Wednesday, April 17, 2024
HomeWellnessAgingIs Physical Therapy Necessary Following Hip Replacement?

Is Physical Therapy Necessary Following Hip Replacement?

As advances have been made in anesthetic and surgical techniques, patient outcomes following hip arthroplasties (hip replacements) have greatly improved. With these developments, formal physical therapy may no longer be necessary for patients, and self-directed therapy may be sufficient.

 

Total hip arthroplasty (total hip replacement) has undergone drastic advancements over the years that may have adjusted optimal postoperative therapy. Formerly, hip replacements required strict outpatient physical therapy to ensure optimal recovery and return to function. However, with new developments in surgical and anesthetic techniques, postoperative routines may be less strict and rigorous. Prior studies have suggested that independent, self-directed therapy may be sufficient to support surgical intervention in preventing degenerative disease.
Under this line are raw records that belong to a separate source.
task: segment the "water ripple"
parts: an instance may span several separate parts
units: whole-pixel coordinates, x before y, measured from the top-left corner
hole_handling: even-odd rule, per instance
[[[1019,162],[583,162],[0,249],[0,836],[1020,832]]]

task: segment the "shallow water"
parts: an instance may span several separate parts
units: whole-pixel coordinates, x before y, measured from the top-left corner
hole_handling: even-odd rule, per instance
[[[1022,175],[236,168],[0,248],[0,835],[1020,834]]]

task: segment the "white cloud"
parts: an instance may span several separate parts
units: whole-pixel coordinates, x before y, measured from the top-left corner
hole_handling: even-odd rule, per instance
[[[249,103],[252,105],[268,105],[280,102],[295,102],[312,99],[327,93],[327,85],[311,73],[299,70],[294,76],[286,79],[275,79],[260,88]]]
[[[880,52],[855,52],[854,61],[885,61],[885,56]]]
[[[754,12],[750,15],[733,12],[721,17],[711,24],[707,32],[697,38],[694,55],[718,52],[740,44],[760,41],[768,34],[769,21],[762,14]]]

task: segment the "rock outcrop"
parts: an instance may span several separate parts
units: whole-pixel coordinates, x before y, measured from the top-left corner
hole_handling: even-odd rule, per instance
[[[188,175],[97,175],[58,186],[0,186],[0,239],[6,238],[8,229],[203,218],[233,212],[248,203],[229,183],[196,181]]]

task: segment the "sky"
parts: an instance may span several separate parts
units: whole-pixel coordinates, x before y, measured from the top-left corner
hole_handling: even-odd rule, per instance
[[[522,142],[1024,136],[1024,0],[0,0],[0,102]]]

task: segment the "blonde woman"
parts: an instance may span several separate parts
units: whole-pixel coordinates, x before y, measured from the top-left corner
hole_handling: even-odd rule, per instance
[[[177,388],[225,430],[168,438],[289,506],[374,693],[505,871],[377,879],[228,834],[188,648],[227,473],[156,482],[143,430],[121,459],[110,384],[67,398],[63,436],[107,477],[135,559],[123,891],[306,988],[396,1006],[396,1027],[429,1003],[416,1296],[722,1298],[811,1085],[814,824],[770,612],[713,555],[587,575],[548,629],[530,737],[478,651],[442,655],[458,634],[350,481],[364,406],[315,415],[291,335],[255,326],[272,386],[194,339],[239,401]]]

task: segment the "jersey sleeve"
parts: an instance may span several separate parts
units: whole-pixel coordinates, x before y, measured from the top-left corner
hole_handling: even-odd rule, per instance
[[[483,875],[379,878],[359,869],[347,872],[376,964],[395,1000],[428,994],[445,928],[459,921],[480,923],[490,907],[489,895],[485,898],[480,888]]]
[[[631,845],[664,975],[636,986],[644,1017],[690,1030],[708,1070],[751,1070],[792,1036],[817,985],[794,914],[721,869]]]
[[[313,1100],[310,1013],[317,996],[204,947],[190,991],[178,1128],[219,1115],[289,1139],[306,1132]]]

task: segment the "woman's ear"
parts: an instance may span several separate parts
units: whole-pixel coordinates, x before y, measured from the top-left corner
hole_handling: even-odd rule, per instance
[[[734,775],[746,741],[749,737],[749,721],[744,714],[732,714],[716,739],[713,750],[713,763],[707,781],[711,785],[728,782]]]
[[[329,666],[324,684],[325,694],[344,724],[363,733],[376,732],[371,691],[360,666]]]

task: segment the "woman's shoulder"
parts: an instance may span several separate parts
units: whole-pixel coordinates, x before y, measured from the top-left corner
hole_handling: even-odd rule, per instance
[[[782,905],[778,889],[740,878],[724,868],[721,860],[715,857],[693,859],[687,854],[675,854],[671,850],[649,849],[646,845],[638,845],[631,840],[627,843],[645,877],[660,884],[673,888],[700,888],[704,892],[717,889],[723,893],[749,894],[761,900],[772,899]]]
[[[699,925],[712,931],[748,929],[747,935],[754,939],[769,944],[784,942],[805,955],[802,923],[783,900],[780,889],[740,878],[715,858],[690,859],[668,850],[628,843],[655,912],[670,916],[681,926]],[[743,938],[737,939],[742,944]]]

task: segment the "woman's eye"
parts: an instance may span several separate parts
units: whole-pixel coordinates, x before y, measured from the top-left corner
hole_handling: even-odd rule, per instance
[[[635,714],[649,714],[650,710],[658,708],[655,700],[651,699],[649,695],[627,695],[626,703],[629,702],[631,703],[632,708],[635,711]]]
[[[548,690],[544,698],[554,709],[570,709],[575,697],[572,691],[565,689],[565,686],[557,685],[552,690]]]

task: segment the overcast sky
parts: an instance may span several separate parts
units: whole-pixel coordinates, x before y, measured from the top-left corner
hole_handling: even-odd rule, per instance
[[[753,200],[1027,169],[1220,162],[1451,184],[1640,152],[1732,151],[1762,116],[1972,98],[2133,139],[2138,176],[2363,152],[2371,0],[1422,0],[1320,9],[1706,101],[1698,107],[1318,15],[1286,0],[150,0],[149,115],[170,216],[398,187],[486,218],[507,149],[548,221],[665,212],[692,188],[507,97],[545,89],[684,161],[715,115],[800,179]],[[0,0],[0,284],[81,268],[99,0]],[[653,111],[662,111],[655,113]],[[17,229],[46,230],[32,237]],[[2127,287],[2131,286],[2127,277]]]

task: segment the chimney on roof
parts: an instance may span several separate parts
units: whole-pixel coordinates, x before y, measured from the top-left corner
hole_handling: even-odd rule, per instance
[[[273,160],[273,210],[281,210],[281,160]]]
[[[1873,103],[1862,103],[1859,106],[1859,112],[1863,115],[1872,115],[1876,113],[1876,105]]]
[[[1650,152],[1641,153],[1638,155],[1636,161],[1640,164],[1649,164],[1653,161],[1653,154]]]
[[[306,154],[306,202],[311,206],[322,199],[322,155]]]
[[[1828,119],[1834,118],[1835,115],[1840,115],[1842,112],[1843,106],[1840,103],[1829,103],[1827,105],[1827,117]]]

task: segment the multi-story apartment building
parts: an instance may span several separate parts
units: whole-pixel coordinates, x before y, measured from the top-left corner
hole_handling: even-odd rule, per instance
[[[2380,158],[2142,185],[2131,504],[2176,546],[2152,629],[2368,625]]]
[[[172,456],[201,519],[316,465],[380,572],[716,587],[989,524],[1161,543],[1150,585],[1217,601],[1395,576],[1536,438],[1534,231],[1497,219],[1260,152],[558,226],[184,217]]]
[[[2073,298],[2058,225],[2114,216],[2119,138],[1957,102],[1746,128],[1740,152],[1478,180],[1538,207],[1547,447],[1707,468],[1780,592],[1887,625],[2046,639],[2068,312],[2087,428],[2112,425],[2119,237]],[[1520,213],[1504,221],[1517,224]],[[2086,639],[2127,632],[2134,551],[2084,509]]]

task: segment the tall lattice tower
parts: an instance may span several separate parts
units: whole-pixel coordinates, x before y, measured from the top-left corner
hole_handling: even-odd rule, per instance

Determining whether physical therapy is indeed needed following hip arthroplasty is important for a number of reasons related to physical therapy traffic. If physical therapy were not needed, it would save patients the burden of finding a physical therapist and meeting with them for weeks, if not months. It would also improve the availability of physical therapists for those who require urgent treatment. Finally, reducing the number of hip replacement patients that seek physical therapy would reduce the financial burden put on public health insurance providers such as U.S. Medicare, which administered $180.4 million dollars’ worth of physical therapy for postoperative hip arthroplasty patients alone in 2009.

In this study published in The Journal of Bone and Joint Surgery, Austin and colleagues set out to evaluate whether self-directed therapy was efficacious following total hip arthroplasty. The study included patients 18 to 80 years of age who were undergoing hip arthroplasty for the first time and did not suffer from arthritis. Of 120 enrolled patients, 60 received outpatient physical therapy and 60 underwent self-directed home exercise. The physical therapy group received 2 weeks of in-home physical therapy followed by 8 weeks of formal outpatient therapy. The self-directed group received a 10-week exercise program and were taught exercises prior to leaving the hospital. They received follow up visits 2 weeks post-operation to see how successful the informal therapy was and if they wished, they could switch to formal physical therapy. Patients were evaluated for pain, function and range of motion.

Modern techniques for hip arthroplasty have made it one of the most successful operations restoring patient function and relieving pain. This was supported by the findings of the study, which suggest that formal physical therapy may be unnecessary following hip replacement. Patients showed substantial improvement in all patient outcomes regardless of treatment, and no clinically or statistically significant differences were found between the 2 groups. One issue with the study is that patients who saw themselves as less likely to recover may have been less likely to join the study, inflating the improvements of the study population. Despite this, the study demonstrates that self-directed physical therapy may be sufficient following total hip arthroplasty; however, it should be noted that some at-risk subsets of the population may still require formal physical therapy for a full recovery.